LUNA DOET DUS WEL AAN VALENTIJN

Ik weet niet precies meer hoe en wat en wanneer, maar ik bedacht me ineens; ik ga 100 Valentijnskaartjes sturen. En dan juist naar mensen die ik niet persoonlijk ken, maar die wel deel uitmaken van mijn leven. Want hoeveel mensen lees ik elke dag? Zie ik elke dag? Via berichtjes op Twitter. Op foto’s op Facebook. Hoeveel mensen ken ik op die manier al jaren, maar heb ik nog nooit in het echt gezien? Heel veel! Meer dan 100! Dus ik ben gaan schilderen, op stukken verhuisdoos, want ja, doei, het geld groeit me niet op m’n rug en verhuisdoos, dat staat best ruig en heel stoer en ook heel streetart! Ik knipte 100 tortelduifjes, ik plakte ze ertussen, en dan nog iets met hartjes van graffiti-paint en wat flatsflats met rode verf en toen moest ik ineens aan 100 adressen komen en ook nog kaartjes schrijven en sturen en enveloppen schrijven, en nou ja, voor een ADHD-er een heel complexe toestand en daarna ook nog postzegels plakken en alles in de brievenbus doen, maar… het is gelukt! En ik verdien alleen daarvoor al een medaille en een kusje van de Koningin. Alle kaartjes zijn nu een beetje binnen gestroomd en ik snap nu eigenlijk zelf pas wat ik heb gedaan. In een wereld waarin ik me af en toe zo verdomd alleen voel heb ik in een vlaag van verstandsverbijstering geschilderd! Gewoon geschilderd. En ik voelde me super en fijn en zo ontzettend verbonden! Ik ben verbonden! Verbonden met iedereen! En ja, ik weet het, het klinkt zo vreselijk fout. Zo zennerig, zo ontzettend zweverig, zo ontzettend geitenwollensokken, maar als je maar heel even de tijd neemt om te kijken naar alles. Naar alles om je heen! Hoe gaaf is Twitter? Is Facebook? En dat wil je toch ook gewoon zeggen, roepen, schreeuwen, naar elkaar! Ik ben blij dat ik je ken! Wat ben je leuk! Wat zit je haar goed! Wat ben je lief! Ik had nog wel heel even iets van; ja, maar wat als de vrouwen van de mannen die ik een kaartje stuur iets raars gaan denken, dat ik verliefd ben op hun kerel, of wat als iemand het helemaal verkeerd opvat als ik haar ‘een geweldig wijf’ noem, maar, fuck dat, ik heb alles gewoon gestuurd! En ik had het liefst iedereen in the whole wide world een kaartje willen sturen, maar hé, ik ben ook maar een mens. Een mens met grenzen. Maar dit mens houdt van jou.
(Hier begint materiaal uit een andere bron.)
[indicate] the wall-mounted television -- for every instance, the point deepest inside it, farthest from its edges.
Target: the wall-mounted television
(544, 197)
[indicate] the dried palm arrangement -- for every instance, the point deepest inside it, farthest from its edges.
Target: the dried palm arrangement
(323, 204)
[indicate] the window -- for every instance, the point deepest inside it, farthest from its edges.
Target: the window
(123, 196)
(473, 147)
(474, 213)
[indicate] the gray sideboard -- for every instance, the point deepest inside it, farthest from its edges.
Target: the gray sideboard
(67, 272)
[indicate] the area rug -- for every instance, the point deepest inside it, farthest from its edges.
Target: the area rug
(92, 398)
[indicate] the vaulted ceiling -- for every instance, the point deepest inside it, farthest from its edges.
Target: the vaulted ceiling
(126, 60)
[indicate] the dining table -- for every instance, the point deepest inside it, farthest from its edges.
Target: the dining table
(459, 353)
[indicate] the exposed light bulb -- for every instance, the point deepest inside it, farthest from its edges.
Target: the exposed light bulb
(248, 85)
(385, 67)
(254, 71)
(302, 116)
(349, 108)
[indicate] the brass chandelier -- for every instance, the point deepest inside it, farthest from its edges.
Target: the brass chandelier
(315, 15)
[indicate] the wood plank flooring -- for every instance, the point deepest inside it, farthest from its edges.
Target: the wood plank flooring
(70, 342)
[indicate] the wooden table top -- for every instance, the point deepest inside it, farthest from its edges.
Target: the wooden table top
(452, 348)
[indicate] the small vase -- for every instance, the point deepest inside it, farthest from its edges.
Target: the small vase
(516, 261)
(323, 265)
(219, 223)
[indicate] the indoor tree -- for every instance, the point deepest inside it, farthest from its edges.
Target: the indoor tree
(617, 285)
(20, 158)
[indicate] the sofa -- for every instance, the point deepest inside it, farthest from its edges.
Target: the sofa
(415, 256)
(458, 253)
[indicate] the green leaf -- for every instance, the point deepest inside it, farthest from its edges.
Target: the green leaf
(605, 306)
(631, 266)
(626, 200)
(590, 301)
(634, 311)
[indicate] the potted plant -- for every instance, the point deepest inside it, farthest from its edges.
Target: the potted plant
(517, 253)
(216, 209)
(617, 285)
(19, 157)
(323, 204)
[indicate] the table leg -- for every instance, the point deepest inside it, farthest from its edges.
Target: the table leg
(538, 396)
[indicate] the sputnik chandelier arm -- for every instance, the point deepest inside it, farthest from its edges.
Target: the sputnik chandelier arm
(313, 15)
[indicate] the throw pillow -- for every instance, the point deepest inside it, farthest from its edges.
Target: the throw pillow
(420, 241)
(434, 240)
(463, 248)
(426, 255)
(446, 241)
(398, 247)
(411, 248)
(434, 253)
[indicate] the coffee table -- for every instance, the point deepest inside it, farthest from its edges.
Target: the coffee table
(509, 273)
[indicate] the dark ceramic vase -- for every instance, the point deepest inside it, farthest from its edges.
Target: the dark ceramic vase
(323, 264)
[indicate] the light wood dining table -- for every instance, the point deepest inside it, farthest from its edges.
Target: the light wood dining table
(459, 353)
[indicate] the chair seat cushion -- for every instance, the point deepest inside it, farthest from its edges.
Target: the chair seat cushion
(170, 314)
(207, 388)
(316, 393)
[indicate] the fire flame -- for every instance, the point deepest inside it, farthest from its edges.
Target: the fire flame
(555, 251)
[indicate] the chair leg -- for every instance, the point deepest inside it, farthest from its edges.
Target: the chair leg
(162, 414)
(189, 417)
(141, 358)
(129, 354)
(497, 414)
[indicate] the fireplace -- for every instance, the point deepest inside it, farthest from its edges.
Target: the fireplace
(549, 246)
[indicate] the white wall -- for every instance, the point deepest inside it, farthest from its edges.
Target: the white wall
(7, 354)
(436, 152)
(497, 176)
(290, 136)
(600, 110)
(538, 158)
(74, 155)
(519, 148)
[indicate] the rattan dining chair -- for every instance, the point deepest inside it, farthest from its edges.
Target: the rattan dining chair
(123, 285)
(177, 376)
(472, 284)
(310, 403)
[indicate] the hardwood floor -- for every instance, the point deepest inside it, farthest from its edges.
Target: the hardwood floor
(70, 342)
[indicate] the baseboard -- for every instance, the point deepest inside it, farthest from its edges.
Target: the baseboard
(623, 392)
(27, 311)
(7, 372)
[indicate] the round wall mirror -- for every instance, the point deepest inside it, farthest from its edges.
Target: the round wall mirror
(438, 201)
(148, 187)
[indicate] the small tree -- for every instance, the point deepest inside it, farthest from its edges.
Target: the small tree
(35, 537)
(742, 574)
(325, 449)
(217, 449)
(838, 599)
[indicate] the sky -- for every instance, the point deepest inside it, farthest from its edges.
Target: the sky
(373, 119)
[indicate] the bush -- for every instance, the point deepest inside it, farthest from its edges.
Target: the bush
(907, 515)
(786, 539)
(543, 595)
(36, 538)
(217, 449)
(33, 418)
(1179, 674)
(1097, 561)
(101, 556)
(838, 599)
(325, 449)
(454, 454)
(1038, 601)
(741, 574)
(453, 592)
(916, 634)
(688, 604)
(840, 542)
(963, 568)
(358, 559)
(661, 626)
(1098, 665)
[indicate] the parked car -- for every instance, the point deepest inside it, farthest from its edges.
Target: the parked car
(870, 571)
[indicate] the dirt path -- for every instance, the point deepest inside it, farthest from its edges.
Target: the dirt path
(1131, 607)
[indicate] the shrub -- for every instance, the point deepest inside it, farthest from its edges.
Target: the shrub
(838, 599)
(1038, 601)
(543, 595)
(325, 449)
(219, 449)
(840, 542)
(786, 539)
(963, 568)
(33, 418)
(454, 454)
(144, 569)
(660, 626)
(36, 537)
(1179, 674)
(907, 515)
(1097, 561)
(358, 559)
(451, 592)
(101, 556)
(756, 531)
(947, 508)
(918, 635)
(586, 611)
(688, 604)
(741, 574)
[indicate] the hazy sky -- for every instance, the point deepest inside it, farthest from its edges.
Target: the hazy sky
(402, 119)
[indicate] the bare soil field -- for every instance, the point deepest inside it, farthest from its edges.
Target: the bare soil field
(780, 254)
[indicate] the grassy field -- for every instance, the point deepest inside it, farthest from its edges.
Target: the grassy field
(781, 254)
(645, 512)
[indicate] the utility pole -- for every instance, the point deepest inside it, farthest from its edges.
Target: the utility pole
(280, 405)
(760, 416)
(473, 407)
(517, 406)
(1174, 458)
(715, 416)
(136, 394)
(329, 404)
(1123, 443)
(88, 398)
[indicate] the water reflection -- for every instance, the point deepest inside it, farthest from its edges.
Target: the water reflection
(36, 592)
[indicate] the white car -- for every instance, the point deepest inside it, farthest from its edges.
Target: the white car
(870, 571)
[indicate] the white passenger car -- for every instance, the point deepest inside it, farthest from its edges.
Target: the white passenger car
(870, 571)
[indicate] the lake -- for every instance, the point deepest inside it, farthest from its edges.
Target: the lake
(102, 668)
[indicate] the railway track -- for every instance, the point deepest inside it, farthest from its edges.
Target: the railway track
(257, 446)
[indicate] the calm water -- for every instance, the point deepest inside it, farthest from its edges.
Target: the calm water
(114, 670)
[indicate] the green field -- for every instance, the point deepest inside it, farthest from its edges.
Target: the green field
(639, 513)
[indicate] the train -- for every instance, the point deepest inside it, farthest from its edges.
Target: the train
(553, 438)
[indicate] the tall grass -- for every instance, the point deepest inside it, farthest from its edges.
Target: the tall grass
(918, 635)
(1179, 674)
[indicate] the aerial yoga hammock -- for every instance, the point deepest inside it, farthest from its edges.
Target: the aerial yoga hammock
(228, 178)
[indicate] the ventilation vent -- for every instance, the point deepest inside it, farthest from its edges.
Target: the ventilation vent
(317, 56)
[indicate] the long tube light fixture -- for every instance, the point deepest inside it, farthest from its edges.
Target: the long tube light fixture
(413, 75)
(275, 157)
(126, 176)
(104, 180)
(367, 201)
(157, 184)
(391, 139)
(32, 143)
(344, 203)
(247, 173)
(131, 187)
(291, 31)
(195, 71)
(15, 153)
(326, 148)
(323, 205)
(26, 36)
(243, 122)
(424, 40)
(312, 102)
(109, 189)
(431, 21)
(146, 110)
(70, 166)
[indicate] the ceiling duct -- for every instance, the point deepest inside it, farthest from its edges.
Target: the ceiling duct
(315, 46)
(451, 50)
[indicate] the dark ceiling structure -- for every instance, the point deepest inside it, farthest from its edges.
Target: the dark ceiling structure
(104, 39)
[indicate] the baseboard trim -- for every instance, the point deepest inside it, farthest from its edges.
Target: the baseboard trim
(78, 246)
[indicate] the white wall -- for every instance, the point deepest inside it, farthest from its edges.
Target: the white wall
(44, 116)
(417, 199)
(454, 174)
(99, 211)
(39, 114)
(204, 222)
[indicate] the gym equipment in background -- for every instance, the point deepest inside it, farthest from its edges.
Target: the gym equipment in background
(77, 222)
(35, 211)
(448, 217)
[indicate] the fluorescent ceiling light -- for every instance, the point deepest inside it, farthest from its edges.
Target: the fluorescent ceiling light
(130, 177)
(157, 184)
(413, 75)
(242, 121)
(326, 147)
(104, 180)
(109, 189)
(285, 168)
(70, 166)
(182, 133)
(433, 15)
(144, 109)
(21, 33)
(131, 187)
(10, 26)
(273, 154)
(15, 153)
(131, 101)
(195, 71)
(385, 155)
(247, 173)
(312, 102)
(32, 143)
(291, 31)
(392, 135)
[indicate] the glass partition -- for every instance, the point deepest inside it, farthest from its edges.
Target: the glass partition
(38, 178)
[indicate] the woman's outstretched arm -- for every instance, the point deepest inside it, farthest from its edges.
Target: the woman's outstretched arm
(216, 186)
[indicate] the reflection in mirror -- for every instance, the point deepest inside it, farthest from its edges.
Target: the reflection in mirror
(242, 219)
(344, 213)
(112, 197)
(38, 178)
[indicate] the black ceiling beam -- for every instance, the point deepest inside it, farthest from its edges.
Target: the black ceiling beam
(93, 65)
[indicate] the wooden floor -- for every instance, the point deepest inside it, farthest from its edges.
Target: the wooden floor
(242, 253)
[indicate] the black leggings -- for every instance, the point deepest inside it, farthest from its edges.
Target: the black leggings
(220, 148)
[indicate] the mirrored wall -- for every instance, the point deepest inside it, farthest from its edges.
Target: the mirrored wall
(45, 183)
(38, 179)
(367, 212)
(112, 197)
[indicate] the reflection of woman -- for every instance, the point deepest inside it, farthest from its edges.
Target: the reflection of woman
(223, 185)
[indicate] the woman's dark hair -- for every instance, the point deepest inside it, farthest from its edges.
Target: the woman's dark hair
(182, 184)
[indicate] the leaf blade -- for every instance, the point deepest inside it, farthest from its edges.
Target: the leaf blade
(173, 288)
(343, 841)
p.s. Voor mijn meer aardse en pornoverhalen verwijs ik graag naar www.climaximaal.nl want dit spirituele, dat houd ik dus niet langer dan een dag vol.

17

LUNA WEET WAT ZE WAARD IS

Ik kreeg een berichtje via Facebook met de strekking: ‘Ik heb vandaag in België een schilderij gekocht van jou, voor, schrik niet, € 2,50.’ Ik weet niet waar ik meer van schrok; van het feit dat een schilderij van mij dus maar € 2,50 waard blijkt en ik dus een carrière als kunstenaar maar moet vergeten, of dat iemand überhaupt een schilderij van mij had doorverkocht. Ik schrok trouwens niet eens, ik vloog meteen in een extreem negatieve flow.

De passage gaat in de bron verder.